HA Control Plane with AWS NLB
Run an odd number of control-plane nodes (3 is typical) and front them with an internal AWS NLB on TCP 6443. Set kubeadm controlPlaneEndpoint to the NLB DNS name before the first kubeadm init. Register every control-plane EC2 instance in the NLB target group; workers and kubectl always join through the NLB, never individual node IPs.
Architecture & What NLB Replaces
A highly available Kubernetes control plane needs two stable ideas: etcd quorum (Raft across control-plane nodes) and a stable API address that does not move when one apiserver host fails. On bare metal or small EC2 labs, teams often used a floating virtual IP (kube-vip, keepalived). On AWS, an internal NLB is the usual replacement: it exposes one DNS name, health-checks each apiserver on port 6443, and forwards TCP to healthy targets.
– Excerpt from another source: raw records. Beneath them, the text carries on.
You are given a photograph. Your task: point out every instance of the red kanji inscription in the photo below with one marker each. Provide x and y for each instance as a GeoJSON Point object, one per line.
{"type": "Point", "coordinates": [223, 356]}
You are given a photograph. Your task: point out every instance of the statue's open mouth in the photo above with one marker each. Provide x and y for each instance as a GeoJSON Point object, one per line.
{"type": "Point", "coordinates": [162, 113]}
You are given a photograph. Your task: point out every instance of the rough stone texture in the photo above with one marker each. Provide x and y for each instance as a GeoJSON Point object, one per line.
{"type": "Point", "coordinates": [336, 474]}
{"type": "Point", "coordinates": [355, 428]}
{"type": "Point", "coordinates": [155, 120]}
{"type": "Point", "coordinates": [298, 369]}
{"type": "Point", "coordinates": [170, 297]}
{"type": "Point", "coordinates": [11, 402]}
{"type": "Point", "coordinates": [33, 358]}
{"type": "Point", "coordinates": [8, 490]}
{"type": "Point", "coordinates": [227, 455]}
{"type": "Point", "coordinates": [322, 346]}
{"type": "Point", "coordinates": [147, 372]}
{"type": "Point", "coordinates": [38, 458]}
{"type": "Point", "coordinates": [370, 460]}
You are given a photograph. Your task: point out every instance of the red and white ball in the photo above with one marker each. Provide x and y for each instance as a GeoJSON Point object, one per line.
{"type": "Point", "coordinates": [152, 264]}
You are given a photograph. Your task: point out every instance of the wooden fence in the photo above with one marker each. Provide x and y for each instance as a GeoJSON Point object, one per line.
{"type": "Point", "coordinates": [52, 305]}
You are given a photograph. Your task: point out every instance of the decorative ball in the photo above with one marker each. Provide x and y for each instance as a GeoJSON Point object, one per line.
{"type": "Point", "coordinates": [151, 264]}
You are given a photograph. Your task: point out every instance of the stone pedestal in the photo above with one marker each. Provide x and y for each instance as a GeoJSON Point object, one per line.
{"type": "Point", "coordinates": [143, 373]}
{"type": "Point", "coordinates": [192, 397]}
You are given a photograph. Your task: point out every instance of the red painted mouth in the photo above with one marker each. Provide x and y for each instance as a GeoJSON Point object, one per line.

Every client that talks to the API — kubectl, worker kubelets, in-cluster controllers, CI jobs, and additional control-plane joins — must use the same endpoint you set at init time. Changing it after certificates are minted is painful; pick the NLB hostname before the first kubeadm init.
Figure 1 — Internal NLB fronts all apiservers on :6443. Workers and kubectl use the NLB DNS name; dashed purple lines show etcd Raft replication between control-plane nodes.
AWS Objects to Create
Wire these in Terraform (or equivalent) in the same VPC as your control-plane EC2 instances. Use an internal NLB unless you have a deliberate reason to expose the Kubernetes API on the public internet.
| Resource | Key settings | Why it matters |
|---|---|---|
aws_lb | load_balancer_type = "network", internal = true | Layer-4 pass-through to apiserver; stable DNS name for kubeadm. |
aws_lb_target_group | Protocol TCP, port 6443, target type instance | One registered target per control-plane EC2 instance. |
aws_lb_target_group_attachment | Attach each aws_instance.control_plane[*] | NLB only routes to registered, healthy nodes. |
aws_lb_listener | TCP 6443 → target group | Single front door for API traffic. |
| Output | dns_name of the NLB | Becomes controlPlaneEndpoint and join commands. |
| Security group rules | 6443 on control-plane SG | NLB does not attach an SG; instance rules must permit probes and clients. |
Terraform Sketch
Place NLB resources in your cluster module after control-plane instances exist. Register targets by instance ID so replacements re-attach cleanly on the next apply.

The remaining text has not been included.